If no candidate gets that majority in the next round, this recalculation continues until one remaining candidate wins a majority of still-active ballots.

So did New York City’s first ranked-choice primaries eliminate a spoiler effect?

To find out, we looked at the 46 primary races for Democratic city council nominations. Only 13 of 46 city council elections were decided in the first round, with clear majorities favoring one candidate. For the others, so many ballots became “inactive” as top-ranked candidates were eliminated that most winners did not earn a majority of the votes cast.

Did the buzz around ranked-choice voting encourage too many liberals to jump in?

In our second spoiler effect, candidates simply don’t run because they don’t think they can win. It’s not entirely clear that this actually happens, and some observers argue that it doesn’t. However, groups such as FairVote often encourage people to run, saying that the system will protect against the first spoiler effect, in which an unpopular candidate wins because other candidates split the vote. We cannot know whether that encouragement actually brought more candidates into the New York City primaries — there’s no way to measure who would have run without ranked-choice voting. But in 2017, the average number of candidates in Democratic primary city council races was three; in 2021, the average number was six. RCV supporters claimed the greater numbers of candidates as a victory for the change.

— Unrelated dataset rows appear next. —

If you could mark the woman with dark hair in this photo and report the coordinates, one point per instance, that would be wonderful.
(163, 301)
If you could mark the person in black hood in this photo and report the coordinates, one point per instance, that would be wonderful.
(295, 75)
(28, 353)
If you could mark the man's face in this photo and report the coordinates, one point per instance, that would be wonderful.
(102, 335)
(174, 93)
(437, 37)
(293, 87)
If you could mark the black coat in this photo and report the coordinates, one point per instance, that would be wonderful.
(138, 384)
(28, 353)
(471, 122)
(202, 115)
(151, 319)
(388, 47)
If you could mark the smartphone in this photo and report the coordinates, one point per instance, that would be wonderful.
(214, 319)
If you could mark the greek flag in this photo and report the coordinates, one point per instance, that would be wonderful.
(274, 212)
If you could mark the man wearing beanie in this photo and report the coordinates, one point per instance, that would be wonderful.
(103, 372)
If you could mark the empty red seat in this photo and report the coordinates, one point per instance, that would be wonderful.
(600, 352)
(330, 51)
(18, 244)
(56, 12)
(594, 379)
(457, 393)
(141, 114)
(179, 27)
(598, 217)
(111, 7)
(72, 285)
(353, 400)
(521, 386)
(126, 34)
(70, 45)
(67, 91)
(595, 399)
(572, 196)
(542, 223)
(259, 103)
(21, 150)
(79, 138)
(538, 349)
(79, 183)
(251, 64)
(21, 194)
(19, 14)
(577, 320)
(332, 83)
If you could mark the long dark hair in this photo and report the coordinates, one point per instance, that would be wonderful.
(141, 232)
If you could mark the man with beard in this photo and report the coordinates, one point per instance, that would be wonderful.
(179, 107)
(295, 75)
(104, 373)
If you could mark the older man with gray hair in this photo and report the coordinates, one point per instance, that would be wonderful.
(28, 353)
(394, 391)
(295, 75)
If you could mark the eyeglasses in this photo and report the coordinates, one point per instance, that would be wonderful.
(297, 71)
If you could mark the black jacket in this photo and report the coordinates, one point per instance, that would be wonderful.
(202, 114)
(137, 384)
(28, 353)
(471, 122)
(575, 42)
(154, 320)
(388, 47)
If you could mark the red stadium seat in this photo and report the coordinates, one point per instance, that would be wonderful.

Let’s see how that worked in the District 5 Democratic primary, in the Upper East Side, which had five liberal candidates and two moderates. All five liberals knew each other but had different coalitions of support. Both moderate candidates were the last to enter; one was supported by pro-Trump PAC spending.

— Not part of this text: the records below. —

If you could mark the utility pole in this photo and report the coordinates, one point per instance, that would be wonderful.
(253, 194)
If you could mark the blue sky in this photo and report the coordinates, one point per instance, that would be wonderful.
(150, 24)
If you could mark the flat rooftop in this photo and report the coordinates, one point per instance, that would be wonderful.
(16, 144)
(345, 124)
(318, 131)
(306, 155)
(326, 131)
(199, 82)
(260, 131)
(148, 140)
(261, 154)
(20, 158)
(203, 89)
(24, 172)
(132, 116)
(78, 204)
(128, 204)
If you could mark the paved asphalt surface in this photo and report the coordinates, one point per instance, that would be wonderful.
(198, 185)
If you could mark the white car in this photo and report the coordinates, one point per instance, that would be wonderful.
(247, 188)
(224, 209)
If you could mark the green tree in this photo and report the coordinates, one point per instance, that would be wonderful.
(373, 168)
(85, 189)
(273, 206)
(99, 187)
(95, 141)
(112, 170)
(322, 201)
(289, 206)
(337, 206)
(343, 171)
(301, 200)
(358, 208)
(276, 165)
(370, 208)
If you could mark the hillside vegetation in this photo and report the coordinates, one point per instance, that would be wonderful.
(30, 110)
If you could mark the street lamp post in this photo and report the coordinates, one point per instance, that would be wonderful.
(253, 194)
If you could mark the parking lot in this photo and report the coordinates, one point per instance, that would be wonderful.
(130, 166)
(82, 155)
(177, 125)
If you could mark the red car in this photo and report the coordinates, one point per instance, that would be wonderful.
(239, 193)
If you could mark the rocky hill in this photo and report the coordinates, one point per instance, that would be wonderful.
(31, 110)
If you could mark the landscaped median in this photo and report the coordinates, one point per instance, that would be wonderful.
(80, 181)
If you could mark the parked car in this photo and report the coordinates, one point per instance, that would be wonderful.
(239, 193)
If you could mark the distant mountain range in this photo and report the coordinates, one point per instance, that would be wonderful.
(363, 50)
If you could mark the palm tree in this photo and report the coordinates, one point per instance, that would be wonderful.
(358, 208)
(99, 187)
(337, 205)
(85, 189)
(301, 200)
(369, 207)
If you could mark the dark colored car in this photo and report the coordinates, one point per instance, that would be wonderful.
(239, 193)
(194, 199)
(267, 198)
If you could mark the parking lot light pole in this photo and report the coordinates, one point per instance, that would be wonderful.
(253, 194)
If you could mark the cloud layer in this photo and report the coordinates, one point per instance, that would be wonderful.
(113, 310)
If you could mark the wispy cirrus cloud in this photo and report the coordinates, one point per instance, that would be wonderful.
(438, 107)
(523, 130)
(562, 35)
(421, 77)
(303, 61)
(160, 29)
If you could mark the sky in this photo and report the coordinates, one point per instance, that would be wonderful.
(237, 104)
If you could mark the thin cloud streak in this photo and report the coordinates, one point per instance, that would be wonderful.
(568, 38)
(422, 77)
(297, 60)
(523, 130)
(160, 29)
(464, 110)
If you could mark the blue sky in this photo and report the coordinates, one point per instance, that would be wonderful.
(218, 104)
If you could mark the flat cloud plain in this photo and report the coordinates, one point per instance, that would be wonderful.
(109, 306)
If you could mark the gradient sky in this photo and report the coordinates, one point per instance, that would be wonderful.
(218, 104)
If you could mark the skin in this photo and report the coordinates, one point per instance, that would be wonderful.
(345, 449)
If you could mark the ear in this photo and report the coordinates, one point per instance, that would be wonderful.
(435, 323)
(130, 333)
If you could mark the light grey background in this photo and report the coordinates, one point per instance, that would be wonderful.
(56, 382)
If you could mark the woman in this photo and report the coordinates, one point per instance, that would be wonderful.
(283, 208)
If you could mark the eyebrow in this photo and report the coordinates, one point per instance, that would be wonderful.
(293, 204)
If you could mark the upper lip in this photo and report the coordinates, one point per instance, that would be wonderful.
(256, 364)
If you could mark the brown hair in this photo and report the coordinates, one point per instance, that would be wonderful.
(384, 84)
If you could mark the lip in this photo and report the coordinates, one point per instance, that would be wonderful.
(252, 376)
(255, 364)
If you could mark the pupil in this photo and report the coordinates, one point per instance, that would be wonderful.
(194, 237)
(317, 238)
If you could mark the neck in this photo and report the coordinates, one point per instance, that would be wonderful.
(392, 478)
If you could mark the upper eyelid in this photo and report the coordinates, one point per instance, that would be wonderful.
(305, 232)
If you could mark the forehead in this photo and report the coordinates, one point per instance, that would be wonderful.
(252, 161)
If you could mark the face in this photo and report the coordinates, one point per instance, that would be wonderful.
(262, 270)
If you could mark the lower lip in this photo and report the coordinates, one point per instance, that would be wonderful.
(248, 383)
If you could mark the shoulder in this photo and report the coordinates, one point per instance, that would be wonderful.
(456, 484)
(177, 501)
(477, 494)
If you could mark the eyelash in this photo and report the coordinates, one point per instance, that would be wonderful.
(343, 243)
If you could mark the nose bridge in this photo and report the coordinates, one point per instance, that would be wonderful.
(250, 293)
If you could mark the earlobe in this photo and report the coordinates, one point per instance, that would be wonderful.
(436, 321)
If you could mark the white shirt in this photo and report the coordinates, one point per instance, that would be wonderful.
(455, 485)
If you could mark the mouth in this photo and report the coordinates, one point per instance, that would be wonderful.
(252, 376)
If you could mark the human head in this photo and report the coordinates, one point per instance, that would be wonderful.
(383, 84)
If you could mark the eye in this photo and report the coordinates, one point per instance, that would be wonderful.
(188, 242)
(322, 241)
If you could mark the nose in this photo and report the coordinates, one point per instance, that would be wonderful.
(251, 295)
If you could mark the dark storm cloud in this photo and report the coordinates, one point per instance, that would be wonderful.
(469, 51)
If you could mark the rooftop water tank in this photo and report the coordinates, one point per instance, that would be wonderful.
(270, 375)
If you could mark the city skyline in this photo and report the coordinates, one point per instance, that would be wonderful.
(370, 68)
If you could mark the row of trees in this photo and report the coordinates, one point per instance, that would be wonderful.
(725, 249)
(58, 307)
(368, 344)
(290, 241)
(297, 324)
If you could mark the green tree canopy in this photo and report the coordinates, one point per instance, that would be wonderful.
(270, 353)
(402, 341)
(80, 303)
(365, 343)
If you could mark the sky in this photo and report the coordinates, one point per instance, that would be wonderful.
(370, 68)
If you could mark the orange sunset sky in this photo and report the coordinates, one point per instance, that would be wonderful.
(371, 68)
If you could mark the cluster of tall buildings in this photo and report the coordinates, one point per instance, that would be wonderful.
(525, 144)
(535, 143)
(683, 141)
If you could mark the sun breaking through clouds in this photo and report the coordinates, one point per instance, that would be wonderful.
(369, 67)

In round one, 15,702 voters preferred one of the five liberals to the winner, moderate-conservative Julie Menin, whose first-round total was 8,822. Her final-round total was only 12,010, still lower than the share of voters who wanted a liberal in the first round. Ranked-choice voting still delivered a winner who did not get a majority of the votes — and who did not represent the political leaning that got the most votes.

In this case, RCV did not eliminate the first spoiler effect. And although we can’t be sure, it’s possible that ranked-choice advocates’ rhetoric — saying that with ranked-choice, no one had to time candidacies strategically — encouraged too many like-minded candidates to run.

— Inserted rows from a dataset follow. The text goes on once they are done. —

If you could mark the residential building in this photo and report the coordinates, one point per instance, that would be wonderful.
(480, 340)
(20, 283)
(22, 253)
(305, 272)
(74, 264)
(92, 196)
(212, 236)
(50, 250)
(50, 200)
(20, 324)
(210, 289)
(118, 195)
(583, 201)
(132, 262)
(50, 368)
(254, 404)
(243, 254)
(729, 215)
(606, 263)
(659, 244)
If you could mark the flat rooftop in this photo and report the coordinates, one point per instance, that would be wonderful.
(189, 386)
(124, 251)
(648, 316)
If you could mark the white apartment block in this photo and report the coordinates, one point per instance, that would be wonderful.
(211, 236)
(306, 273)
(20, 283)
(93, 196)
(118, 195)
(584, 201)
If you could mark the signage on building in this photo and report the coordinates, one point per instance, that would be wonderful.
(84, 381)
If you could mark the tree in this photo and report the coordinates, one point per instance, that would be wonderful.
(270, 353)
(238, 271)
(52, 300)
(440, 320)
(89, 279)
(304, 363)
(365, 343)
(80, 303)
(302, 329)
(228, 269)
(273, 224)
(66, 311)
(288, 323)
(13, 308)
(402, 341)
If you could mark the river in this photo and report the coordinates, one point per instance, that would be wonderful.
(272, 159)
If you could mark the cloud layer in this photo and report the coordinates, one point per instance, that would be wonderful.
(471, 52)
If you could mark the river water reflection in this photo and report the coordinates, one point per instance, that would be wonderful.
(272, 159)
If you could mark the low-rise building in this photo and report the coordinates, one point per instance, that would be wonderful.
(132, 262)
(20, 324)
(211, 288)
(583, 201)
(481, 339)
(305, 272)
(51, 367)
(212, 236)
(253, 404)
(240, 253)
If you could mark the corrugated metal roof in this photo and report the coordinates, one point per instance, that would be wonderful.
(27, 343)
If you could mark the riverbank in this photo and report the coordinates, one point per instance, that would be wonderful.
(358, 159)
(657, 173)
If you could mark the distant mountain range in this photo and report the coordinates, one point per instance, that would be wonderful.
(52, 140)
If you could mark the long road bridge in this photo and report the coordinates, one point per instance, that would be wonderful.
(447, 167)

What does this mean elsewhere?

Our point is not that ranked-choice voting necessarily hurts liberals. In Australia, since the 1980s, ranked-choice voting has tended to benefit candidates on the left of the political spectrum. Rather, the change to a new system — and the discussion about what that system might have achieved — could have itself had side effects.

Any electoral system has its limits, and any election reform involves trade-offs. If other jurisdictions want to adopt ranked-choice voting, reformers may wish to think about how candidates might navigate the potential spoiler effects.

Jack Santucci is assistant teaching professor in political science at Drexel University.